How to predict values of a variable?

3

Live.

I do not realize much or even nothing about predicting values. My problem is knowing how to predict future values of a certain variable based on a set of values previously noted ...

Do you know where I can find tutorials that explain well what I need to know and do to solve my problem?

Thank you!

EDIT:

I have temperature measurements at regular intervals (in this case it is every 5 min but I also have 10 in 10 min or other values). Ex:

180 '2000-08-13 14:05:00'

172 '2000-08-13 14:10:00'

110 '2000-08-13 14:35:00'

102 '2000-08-13 14:40:00'

94 '2000-08-13 14:45:00' ....

What I wanted to know is how can I determine the future temperature with a window of 30 min, that is, forecast the temperature, for example, at the time '2000-08-13 15:15:00'. If you need more information, let me know!

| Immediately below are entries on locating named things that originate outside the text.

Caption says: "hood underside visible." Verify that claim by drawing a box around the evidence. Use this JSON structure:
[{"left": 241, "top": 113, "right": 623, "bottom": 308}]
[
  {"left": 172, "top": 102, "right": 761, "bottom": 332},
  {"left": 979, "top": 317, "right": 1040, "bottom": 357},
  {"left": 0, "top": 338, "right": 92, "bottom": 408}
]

I've also searched Google, but it's hard to see how well these things work. This is because it seems to me that what I see is the style: given x and y the result will be z and in my case it is given q the result is q (if it makes me understand).

    
asked by anonymous 27.10.2014 / 21:12

2 answers

6

You offered few examples of your problem, so I did the best I could with them. At least in these data, the temperature falls throughout the day in a fairly linear fashion. So you can try to produce a linear model (by doing a linear regression using the least squares method as suggested by @Vinicius) with the data it has and so try to provide the value for an hour earlier.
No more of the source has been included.